J'ai parcouru des villes médiévales les yeux rivés sur une planète isolée aussi souvent que la personne suivante, mais le magnifique voyage raconté dans A Time of Gifts m'a fait me demander si les voyageurs d'aujourd'hui ont tendance à sous-évaluer l'insouciance. Bien sûr, tout le monde ne veut pas la même chose, et il est parfaitement raisonnable de placer le confort et la facilité avant le danger. Mais beaucoup de voyageurs semblent avoir envie de quelque chose de plus que ce qu'ils ont actuellement. La plupart d'entre nous ont à un moment donné déploré que «tous les temples soient identiques»; que 'cette plage est envahie par les touristes'; ou que 'je voulais le Taj Mahal et que je n'ai eu que mille bâtons de selfie.' Pour ce groupe d'aventuriers désillusionnés ou découragés, pourrait-il y avoir un autre moyen de voyager là-bas, dans l'attente d'être redécouvert?

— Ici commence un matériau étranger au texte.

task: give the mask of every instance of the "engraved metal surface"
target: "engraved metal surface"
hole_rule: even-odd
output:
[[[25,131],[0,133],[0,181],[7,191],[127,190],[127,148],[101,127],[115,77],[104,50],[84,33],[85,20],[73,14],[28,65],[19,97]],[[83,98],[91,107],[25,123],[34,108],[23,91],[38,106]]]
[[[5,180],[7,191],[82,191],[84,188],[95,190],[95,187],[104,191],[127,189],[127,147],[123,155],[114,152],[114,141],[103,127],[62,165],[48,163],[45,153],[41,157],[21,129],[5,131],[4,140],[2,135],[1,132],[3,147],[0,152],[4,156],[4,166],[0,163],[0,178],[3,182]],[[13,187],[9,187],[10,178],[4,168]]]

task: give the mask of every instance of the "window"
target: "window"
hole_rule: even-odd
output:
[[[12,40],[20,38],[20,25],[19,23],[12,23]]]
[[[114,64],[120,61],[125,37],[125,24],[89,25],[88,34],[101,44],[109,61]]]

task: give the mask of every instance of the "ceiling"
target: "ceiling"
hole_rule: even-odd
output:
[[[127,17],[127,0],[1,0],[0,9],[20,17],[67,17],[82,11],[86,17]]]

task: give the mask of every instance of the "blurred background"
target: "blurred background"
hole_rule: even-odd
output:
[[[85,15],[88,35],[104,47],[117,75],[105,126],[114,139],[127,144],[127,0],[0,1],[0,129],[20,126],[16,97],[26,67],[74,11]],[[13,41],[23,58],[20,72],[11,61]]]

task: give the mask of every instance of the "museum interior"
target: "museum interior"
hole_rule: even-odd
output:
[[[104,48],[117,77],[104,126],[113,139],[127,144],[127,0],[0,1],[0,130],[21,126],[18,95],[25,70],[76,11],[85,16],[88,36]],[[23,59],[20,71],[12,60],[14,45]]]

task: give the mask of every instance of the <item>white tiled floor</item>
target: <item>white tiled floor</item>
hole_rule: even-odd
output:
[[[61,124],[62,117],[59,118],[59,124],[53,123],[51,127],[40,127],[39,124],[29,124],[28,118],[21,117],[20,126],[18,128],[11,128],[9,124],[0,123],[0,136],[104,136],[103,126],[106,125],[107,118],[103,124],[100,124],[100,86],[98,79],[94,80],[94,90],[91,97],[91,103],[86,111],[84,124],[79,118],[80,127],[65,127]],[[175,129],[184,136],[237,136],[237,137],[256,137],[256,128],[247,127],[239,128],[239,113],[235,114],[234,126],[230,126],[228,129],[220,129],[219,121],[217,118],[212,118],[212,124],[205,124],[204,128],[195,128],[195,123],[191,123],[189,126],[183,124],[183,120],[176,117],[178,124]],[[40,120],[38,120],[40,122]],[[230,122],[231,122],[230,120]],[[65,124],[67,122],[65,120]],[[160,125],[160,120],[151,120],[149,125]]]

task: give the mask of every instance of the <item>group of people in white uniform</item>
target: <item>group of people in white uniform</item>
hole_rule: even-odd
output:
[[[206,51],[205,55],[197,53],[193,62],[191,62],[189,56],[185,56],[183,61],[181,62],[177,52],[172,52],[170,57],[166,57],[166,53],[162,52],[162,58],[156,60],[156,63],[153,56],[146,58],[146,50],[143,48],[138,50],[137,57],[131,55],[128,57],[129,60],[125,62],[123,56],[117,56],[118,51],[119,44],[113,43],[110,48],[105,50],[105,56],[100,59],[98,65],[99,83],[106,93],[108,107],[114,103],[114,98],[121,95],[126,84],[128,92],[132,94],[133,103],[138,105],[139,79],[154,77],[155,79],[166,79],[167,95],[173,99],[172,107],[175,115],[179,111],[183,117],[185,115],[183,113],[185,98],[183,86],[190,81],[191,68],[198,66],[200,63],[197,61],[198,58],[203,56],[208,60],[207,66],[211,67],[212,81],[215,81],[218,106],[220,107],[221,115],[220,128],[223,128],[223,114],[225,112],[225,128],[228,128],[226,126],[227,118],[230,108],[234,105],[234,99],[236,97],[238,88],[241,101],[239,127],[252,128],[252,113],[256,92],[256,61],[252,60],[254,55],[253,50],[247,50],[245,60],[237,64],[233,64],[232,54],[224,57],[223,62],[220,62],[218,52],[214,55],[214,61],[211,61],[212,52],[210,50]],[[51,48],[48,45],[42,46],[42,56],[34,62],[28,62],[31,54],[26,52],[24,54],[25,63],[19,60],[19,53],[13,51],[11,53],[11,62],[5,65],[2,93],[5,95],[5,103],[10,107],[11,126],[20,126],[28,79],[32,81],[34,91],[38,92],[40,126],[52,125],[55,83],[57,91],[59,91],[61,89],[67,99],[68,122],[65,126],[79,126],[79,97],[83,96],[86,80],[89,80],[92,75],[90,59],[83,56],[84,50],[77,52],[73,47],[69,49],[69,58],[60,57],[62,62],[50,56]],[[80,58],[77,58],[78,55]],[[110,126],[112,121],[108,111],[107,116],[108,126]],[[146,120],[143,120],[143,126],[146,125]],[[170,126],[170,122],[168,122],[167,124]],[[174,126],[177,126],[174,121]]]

On dit souvent que la montée d'Internet a rendu le monde plus petit, et c'est en partie vrai. Si Leigh Fermor avait un iPhone, un compte Instagram et une habitude d’utiliser Trip Advisor, le frisson de son aventure aurait presque certainement été diminué. S'il avait utilisé Google Maps, il aurait raté les mauvais virages qui l'ont conduit à de nombreuses rencontres fortuites. S'il s'était efforcé de cocher une liste, il aurait peut-être pu masquer plus de pays sur sa carte du monde - mais l'objectif sans but essentiel de ses voyages aurait été perdu. La technologie facilite les voyages; mais c'est peut-être un oxymoron. Le mot voyage partage son origine avec travail. Les deux viennent de l'ancien français travailler - peiner, peiner. Sans lutte, sans surprises, pourrions-nous simplement naviguer?

Somewhere in Nepal, 2010. Photo by the author
Somewhere in Nepal, 2010. Photo by the author

Quelque part au Népal, 2010. Photo de l'auteur.

Heureusement, l’idée d’un «monde qui rétrécit» est une illusion qui peut être balayée à volonté. La surface de la Terre est aussi vaste, diverse et colorée que jamais. Pour éviter le prosaïque et redécouvrir la poétique, il faut changer d'habitude et de mentalité - quitter le "Vietnam" et revenir à un peu d'imprudence à la Patrick Leigh Fermor. La romance et l'insouciance, les plus riches décors de l'aventure, peuvent compenser les conséquences les plus fades de la mondialisation.